Four Key Factors affecting the gold prices in the coming year

Before the Covid-19 pandemic and the Ukraine war, gold was already on the rise, and today, gold shows its actual potential once again, thanks to a number of significant drivers that are currently in play.

The four main trends that point to a potential rise in gold prices in the coming year are as follows:

1- Gold usually performs well during stagflation

Fuel, energy, and commodity prices surged to record levels in the U.S. and Europe after Russia invaded Ukraine, which had an effect on consumer confidence and retail sales. Additionally, the ability of the economy to create goods and services at a given price is also being severely hampered by the Covid pandemic, which is further fueling inflation and stifling growth. Two warning indications that the situation is ripe for stagflation.

According to historical statistics, gold has significantly outperformed other asset classes during periods of stagflation.

In addition, there are a number of market-related elements that indicate gold may benefit from a fresh stagflationary phase. The justification is that, in contrast to riskier investments like stocks and cryptocurrencies, gold has resisted the financial market declines so far in 2022, repeatedly demonstrating its role as a hedge against inflation and market instability.
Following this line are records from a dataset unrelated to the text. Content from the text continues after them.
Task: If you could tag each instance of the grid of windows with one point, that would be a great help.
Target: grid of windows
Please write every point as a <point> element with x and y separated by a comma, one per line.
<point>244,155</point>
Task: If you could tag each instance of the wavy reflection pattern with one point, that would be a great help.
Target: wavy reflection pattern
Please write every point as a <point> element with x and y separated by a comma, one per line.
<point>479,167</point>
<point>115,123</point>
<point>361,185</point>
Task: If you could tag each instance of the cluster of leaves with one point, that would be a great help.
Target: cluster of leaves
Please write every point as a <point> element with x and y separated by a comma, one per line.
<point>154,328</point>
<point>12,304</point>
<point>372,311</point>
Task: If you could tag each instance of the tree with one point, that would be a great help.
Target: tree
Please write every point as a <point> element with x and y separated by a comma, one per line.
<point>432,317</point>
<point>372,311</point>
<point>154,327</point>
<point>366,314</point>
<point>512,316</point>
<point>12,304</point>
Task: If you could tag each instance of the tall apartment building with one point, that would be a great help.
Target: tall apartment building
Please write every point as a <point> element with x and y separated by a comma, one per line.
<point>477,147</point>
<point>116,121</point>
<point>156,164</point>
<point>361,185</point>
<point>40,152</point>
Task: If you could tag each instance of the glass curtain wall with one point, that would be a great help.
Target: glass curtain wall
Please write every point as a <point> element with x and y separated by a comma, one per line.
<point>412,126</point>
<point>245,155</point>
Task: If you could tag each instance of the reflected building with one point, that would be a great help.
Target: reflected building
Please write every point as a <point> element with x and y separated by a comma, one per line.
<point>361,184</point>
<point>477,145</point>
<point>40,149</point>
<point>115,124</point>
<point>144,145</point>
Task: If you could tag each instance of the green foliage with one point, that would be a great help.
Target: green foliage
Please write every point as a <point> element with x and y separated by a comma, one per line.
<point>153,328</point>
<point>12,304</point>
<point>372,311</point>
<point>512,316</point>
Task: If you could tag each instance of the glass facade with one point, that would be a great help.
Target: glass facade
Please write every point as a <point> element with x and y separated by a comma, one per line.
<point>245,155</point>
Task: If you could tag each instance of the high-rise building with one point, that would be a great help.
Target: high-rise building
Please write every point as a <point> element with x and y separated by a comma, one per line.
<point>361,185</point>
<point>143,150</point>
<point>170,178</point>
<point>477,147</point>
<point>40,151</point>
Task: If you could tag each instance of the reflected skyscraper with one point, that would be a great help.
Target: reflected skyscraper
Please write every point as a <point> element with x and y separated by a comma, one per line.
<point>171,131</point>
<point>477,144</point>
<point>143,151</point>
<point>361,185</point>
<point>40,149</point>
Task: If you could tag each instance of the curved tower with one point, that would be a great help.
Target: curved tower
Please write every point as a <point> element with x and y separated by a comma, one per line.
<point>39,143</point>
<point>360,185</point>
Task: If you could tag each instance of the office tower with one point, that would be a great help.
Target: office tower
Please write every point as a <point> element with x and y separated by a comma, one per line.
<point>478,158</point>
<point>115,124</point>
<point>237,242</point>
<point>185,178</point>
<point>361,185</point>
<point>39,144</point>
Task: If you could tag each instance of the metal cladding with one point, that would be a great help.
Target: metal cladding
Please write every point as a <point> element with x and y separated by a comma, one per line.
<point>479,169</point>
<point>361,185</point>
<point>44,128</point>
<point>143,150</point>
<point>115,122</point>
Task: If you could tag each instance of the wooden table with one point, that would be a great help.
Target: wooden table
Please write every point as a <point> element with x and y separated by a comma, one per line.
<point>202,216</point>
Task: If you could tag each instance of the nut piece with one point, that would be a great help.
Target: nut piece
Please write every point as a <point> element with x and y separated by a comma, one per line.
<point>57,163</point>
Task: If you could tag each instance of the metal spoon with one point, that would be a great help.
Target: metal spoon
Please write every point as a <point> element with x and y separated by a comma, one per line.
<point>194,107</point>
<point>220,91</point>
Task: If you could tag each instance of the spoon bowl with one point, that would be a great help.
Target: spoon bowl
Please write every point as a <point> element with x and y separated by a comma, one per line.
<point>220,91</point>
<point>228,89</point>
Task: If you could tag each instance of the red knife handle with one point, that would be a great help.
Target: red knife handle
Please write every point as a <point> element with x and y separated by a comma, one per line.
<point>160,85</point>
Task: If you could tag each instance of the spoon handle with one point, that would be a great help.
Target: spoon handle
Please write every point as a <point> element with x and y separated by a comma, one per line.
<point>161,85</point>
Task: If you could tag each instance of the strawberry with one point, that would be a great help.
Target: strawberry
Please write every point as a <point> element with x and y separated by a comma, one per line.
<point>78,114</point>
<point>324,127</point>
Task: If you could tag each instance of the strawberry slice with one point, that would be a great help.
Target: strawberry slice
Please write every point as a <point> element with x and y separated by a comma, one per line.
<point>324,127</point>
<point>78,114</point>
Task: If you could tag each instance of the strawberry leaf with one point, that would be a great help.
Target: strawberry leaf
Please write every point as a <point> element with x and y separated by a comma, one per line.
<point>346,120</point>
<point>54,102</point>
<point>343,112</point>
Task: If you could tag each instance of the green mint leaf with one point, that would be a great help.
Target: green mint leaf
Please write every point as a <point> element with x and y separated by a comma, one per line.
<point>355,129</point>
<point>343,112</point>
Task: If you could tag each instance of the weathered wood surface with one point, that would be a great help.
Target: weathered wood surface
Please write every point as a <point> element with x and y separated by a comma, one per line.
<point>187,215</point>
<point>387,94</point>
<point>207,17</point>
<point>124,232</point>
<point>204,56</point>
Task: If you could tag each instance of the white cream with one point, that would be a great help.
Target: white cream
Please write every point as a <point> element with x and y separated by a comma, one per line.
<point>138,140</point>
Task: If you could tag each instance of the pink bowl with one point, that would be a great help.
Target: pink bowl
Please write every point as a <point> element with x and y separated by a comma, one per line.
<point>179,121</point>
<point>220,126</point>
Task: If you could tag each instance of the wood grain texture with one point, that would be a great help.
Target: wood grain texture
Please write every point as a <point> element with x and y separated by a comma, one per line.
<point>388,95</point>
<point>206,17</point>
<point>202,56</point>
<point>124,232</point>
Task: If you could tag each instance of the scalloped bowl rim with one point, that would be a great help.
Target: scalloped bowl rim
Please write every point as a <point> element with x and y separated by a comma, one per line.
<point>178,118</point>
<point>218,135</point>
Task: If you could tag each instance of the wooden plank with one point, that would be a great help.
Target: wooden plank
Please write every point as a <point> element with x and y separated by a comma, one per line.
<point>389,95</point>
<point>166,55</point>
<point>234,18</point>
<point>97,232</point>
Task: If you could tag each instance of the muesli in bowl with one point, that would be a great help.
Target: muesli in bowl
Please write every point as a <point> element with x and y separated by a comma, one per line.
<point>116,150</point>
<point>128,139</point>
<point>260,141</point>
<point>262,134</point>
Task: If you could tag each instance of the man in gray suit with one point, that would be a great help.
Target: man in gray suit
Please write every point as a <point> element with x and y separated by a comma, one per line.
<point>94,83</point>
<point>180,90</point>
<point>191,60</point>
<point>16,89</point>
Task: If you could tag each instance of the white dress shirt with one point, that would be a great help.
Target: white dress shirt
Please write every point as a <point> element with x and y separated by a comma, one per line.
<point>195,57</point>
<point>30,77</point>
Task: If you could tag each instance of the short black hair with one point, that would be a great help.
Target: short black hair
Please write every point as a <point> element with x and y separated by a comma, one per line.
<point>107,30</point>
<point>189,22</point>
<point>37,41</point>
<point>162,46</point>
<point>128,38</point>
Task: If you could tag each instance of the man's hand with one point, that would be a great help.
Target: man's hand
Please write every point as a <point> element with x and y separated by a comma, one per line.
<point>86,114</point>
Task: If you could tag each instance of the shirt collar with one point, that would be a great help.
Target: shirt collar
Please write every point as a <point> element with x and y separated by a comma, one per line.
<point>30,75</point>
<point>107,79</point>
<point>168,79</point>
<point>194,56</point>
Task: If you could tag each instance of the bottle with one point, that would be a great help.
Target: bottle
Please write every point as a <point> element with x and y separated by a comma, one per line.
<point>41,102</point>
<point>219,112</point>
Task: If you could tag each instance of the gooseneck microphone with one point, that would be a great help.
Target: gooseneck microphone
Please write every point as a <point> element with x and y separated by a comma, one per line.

2- The overall demand for gold is growing

Investors rushed to the safety of gold, after the Covid-19 pandemic and Russia’s invasion of Ukraine, driving its price to new records. This increase in investors’ demand comes after an already strong year for physical gold purchasing.

Central banks have also been increasing their gold holdings as a hedge against growing geopolitical and economic problems, including inflation.

Central banks continued to be net buyers of gold in 2022, purchasing 19.4 tonnes in April, more than double the amount they did in the previous quarter.

Increase in investors’ interest in gold, push the gold price higher, as it happened in early February after Russia’s invasion of Ukraine, when gold prices nearly reached their highest level and gold resellers sold double or triple what they typically do.

Considering the negative economic effects of the Russia-Ukraine conflict and the ongoing high inflation rate, there is a strong likelihood that gold’s current momentum will continue.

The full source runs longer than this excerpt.